Let \(Q(t)=\left| \sqrt{n}\left\{ \widehat{C}(t) -C(t)\right\} \right|\), then Q(t) can be approximated by \(\widetilde{W}(t)\). To construct a band for C(t) in an interval \([t_1,t_2]\), one needs to find the critical value such that

$$\begin{aligned} \mathrm {Pr}\left( {\underset{t\in [t_1,t_2]}{\sup}} \left| Q(t) /\sigma (t)\right| >q_\alpha \right) =\alpha . \end{aligned}$$

To obtain a realized process, one can generate standard normal random variates for \(G_{ik}(t),\forall i, k\). Also plug in the Kaplan-Meier estimators for survival probabilities and \(Y_k(t)/n\) to replace \(y_k(t)\),

$$\begin{aligned} \widehat{\widetilde{W}}(t)= & {} \sqrt{n}\sum \limits _{i=1}^n \left[ -\widehat{S}_1(t)\int _0^t \frac{G_{i1}(u)dN_{i1}(u)}{\bar{Y}_1(u)} -\widehat{S}_2(t)\int _0^t \frac{G_{i2}(u)dN_{i2}(u)}{\bar{Y}_2(u)}\right. \nonumber \\&\left. +\ \widehat{S}_3(t)\int _0^t\frac{G_{i3}(u)dN_{i3}(u)}{\bar{Y}_3(u)} -\widehat{S}_t(t)\int _0^t \frac{G_{i4}(u)dN_{i4}(u)}{\bar{Y}_4(u)}+\widehat{S}_5(t)\int _0^t\frac{G_{i5}(u)dN_{i5}(u)}{\bar{Y}_5(u)} \right] . \end{aligned}$$

Given B realized processes, let \(\widehat{\widetilde{W}}_b(t)\) denote the bth realized process. The critical value is obtained by finding the \((1-\alpha )100th\) percentile of the supremum values, which is given by

$$\begin{aligned} B^{-1}\sum\limits_{b=1}^B\mathcal {I}\left( {\underset{t\in [t_1,t_2]}{\sup}} \left| \widehat{\widetilde{W}}_b (t)/\widehat{\sigma }(t)\right| > \tilde{q}_\alpha \right) =\alpha , \end{aligned}$$

where \(\mathcal {I}(\bullet )\) is the indicator function. A confidence band for C(t) is given by \(\widehat{C}(t)\pm n^{-1/2}\tilde{q}_\alpha \widehat{\sigma }(t), \forall t \in [t_1,t_2]\).

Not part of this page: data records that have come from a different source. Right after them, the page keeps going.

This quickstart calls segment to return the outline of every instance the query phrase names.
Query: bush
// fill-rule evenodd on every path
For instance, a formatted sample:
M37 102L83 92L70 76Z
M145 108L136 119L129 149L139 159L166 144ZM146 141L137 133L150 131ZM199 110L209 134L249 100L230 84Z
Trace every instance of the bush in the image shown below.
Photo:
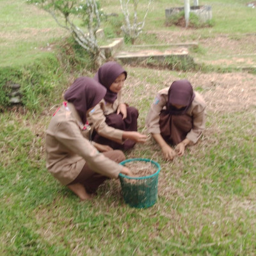
M63 69L52 54L36 60L33 65L0 69L0 109L10 106L8 84L20 85L21 104L27 109L40 111L42 107L60 99L63 83ZM61 80L60 81L60 77Z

A confidence band for differences in CGRFS between two independent samples

The method described in Section 2.2 can be extended to construct a confidence band for differences in CGRFS between two independent samples. Such a band could tell in what time range that CGRFS’s of two groups differ. This type of band is related to the hypotheses \(H_0: C_1(t)-C_2(t)=0\) versus \(H_a: C_1(t)-C_2(t)\ne 0, \forall t \in [t_1,t_2]\), where \(C_i(t)\) is CGRFS for sample i. A supremum test for the hypotheses can be developed.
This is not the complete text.